[Wikipedia-l] Problems with anonymous editing of Middle Eastern conflict-related articles

Hr. Daniel Mikkelsen daniel at copyleft.no
Wed Jul 31 14:49:20 UTC 2002


On Wed, 31 Jul 2002, Uri Yanover wrote:

> It is not a secret that Wikipedia is at occasions the scene of massive
> content wars between the supporters of various positions. This is natural
> and expectable, the resolution coming at the end of each such war being an
> improvement to the original article. However, there's one content war that
> is unique, in several ways. It concerns the Arab-Israeli, and
> Palestinian-Israeli conflicts.
>
> During the recent months, Wikipedia has been the target of almost daily
> twiddling, in sum amounting to vandalism, from different supporters of the
> Arab position on the internet, most often editing the page anonymously. I do
> not oppose them stating their views; however, their style of modifying bits
> here and there, copy & pasting copyrighted articles, linking to pages of
> explicitly propagandist nature, coupled with the fact that they do not have
> a clue of what NPOV and Wikipedia in general is all about, creates a serious
> problem.
>
> On the other side of this equation, however, there's me. There aren't too
> many people who are aware of the complex history of the region on Wikipedia;
> out of them, there are fewer less who are ready to share they knowledge (by
> risking to pace on the mine-field of political discussions). Although I do
> not claim to be deeply knowledgeable, it is often only up to me to include
> the Israeli perspective in these articles.
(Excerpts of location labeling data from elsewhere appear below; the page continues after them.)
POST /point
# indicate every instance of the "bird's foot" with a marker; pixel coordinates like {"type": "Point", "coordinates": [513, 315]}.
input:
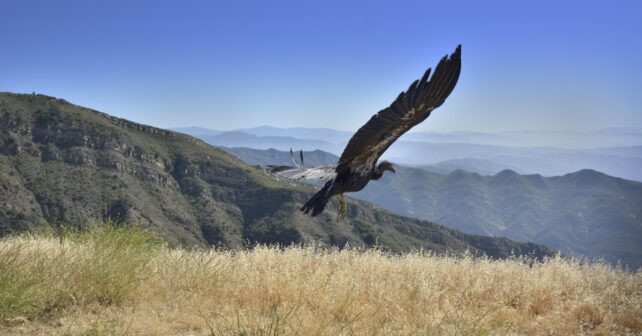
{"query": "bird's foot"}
{"type": "Point", "coordinates": [342, 206]}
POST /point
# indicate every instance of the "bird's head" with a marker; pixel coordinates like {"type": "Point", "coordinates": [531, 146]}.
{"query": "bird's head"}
{"type": "Point", "coordinates": [385, 165]}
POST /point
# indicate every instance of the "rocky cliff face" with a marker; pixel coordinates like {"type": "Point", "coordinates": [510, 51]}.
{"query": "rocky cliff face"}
{"type": "Point", "coordinates": [61, 164]}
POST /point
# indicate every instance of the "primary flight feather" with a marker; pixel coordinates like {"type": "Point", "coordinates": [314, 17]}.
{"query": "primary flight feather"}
{"type": "Point", "coordinates": [358, 163]}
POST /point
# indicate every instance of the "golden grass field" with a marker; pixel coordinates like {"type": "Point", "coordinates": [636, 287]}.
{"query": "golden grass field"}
{"type": "Point", "coordinates": [121, 281]}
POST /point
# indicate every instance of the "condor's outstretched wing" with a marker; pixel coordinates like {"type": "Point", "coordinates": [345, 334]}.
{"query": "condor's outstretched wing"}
{"type": "Point", "coordinates": [323, 173]}
{"type": "Point", "coordinates": [409, 109]}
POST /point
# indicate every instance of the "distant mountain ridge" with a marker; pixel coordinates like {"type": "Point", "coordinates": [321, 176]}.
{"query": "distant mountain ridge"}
{"type": "Point", "coordinates": [584, 213]}
{"type": "Point", "coordinates": [621, 161]}
{"type": "Point", "coordinates": [62, 164]}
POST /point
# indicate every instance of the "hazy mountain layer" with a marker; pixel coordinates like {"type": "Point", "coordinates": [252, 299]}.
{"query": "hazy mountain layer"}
{"type": "Point", "coordinates": [61, 164]}
{"type": "Point", "coordinates": [583, 213]}
{"type": "Point", "coordinates": [417, 149]}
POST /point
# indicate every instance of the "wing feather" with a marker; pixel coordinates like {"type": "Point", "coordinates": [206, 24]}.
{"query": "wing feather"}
{"type": "Point", "coordinates": [409, 109]}
{"type": "Point", "coordinates": [323, 173]}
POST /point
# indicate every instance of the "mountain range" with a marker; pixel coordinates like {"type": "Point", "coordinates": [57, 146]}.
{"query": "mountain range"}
{"type": "Point", "coordinates": [620, 161]}
{"type": "Point", "coordinates": [66, 165]}
{"type": "Point", "coordinates": [584, 213]}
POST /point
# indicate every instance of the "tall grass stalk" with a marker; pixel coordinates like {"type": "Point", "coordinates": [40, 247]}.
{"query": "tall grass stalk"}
{"type": "Point", "coordinates": [120, 280]}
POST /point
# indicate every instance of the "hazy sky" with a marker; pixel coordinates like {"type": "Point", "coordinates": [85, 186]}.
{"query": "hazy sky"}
{"type": "Point", "coordinates": [526, 65]}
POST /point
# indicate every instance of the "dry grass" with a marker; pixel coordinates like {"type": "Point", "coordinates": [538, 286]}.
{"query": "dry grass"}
{"type": "Point", "coordinates": [120, 281]}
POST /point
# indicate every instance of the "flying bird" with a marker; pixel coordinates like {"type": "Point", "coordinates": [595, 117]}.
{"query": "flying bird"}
{"type": "Point", "coordinates": [358, 163]}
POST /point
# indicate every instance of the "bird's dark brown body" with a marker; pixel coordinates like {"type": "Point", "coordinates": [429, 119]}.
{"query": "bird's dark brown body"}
{"type": "Point", "coordinates": [358, 162]}
{"type": "Point", "coordinates": [342, 183]}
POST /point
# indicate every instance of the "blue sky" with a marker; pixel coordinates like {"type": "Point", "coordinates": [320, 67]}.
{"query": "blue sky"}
{"type": "Point", "coordinates": [550, 65]}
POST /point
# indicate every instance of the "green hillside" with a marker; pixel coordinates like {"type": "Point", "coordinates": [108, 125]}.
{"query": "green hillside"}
{"type": "Point", "coordinates": [585, 213]}
{"type": "Point", "coordinates": [62, 164]}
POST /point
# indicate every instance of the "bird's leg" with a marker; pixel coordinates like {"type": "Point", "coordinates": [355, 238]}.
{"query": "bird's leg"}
{"type": "Point", "coordinates": [342, 206]}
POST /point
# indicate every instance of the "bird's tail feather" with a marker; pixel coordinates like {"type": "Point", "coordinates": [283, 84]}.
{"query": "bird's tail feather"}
{"type": "Point", "coordinates": [317, 203]}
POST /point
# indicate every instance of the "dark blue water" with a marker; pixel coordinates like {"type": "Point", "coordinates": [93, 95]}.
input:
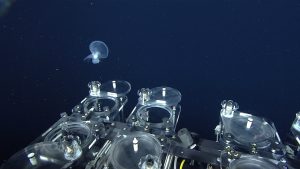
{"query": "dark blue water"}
{"type": "Point", "coordinates": [248, 51]}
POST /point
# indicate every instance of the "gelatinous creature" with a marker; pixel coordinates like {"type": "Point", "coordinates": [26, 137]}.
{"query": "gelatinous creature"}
{"type": "Point", "coordinates": [99, 51]}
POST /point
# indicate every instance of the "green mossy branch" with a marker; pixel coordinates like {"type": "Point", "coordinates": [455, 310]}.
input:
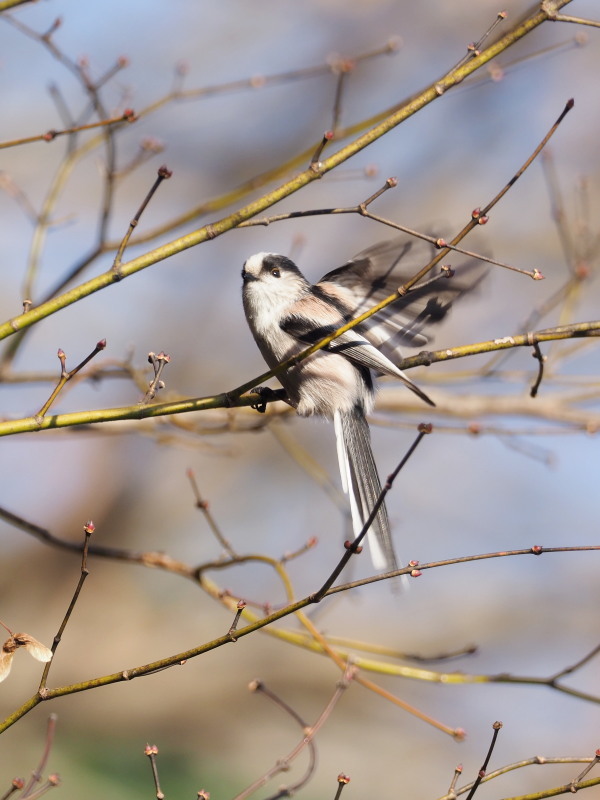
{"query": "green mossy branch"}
{"type": "Point", "coordinates": [234, 398]}
{"type": "Point", "coordinates": [312, 173]}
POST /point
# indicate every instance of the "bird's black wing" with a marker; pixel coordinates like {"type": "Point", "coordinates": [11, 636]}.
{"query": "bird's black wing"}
{"type": "Point", "coordinates": [378, 271]}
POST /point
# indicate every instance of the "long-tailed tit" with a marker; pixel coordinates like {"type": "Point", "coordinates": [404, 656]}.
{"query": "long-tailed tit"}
{"type": "Point", "coordinates": [286, 314]}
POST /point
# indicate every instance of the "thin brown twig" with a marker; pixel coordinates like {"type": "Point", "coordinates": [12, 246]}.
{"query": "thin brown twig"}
{"type": "Point", "coordinates": [36, 775]}
{"type": "Point", "coordinates": [356, 545]}
{"type": "Point", "coordinates": [151, 750]}
{"type": "Point", "coordinates": [163, 174]}
{"type": "Point", "coordinates": [537, 354]}
{"type": "Point", "coordinates": [88, 529]}
{"type": "Point", "coordinates": [49, 136]}
{"type": "Point", "coordinates": [212, 524]}
{"type": "Point", "coordinates": [496, 727]}
{"type": "Point", "coordinates": [65, 376]}
{"type": "Point", "coordinates": [307, 740]}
I hold opinions opposite to your viewpoint in these matters (pro-Palestine),
and from this end the problem looks very different. There are tons of Middle
East articles, and they're far too large, and (IMO) are generally only NPOV on
the surface, the deep bias is Israeli.

When I touched some of these articles, my additions and changes were generally
reverted, and the original (imo) biased viewpoints often strengthened. There
were at least four people doing this, you included, and it made me feel very
powerless and depressed about Wikipedia in its entirety. (This is part of the
reason I've called for an npov-dispute page, to be linked to from articles like
this).

However, it appears the situation has changed. Browsing a few of the articles
lightly today I find they're less biased than they used to be, and from your
comments it appears there are fewer stone-walling people maintaining them.

Any conclusions? I still think most of these pages aren't really npov. Someone
suggested splitting up the articles and shortening them - I think that would be
a very good idea. I also think these articles should be marked much more
clearly as being controversion - so that people won't so easily be provoked by
the content being passed off as encyclopedic facts.

While I'm not up to date as to the current content of these articles, I
consider the earlier (and perhaps current) large scale bias in the article to
be just as big a problem as small but numerous vandalisms.